Hard on Martha Lane Fox’s speech at Reboot Britain yesterday – with a fuller account in today’s FT – comes a piece by Eszter Hargittai on the tacit social exclusion in access to tickets for the Michael Jackson memorial service:

Having the chance to win a ticket … required Internet access at several levels. First, one had to access a Web site on July 3rd or July 4th [a holiday weekend in the US, so many public access points closed] to sign up for the drawing. Second, entering the lottery required an email address. Third, in order to find out about winning, one would have to check email on Sunday, July 5th to see about winner notification.

So how come we’ve seen no buzz over this topic? Buzz these days seems to come from online discussions and by definition, the people being excluded in this process are not online.
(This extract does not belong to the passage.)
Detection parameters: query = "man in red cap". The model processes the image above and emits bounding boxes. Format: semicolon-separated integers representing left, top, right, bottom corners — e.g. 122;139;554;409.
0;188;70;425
They don’t run searches on Google, they don’t use Twitter, they don’t blog and consequently what’s on their minds does not show up in data about trending topics online. This is just one example of how the voices of those not online and the positions they represent are systematically excluded from conversation and public discussions. Millions of Americans are not online and this is just one example of the many opportunities from which they are systematically excluded on a daily basis due to this constraint.

As she acknowledges, there is no right of access to an event of that kind, and as her commenters have noted, even the most connected had a vanishingly slim change.  But it’s a thought provoking example of the way in which those of us who are online can make easy assumptions of universality.

More tangentially, it has helped crystallise some of my sense of ambivalence about Reboot Britain.  It was an event celebrating the power – both constructive and disruptive – of the online world.  I am in little doubt that it represents an important view of all our futures.  But it risks leaving an over-optimistic view of everybody’s present.  That’s not an absolute or necessary thing:  Williams Perrin’s work on Talk about Local is just one example of how social exclusion can be challenged and redressed by digital inclusion.  Pragmatically, though, the fact of that divide is something we are going to have to recognise and deal with for a good while to come.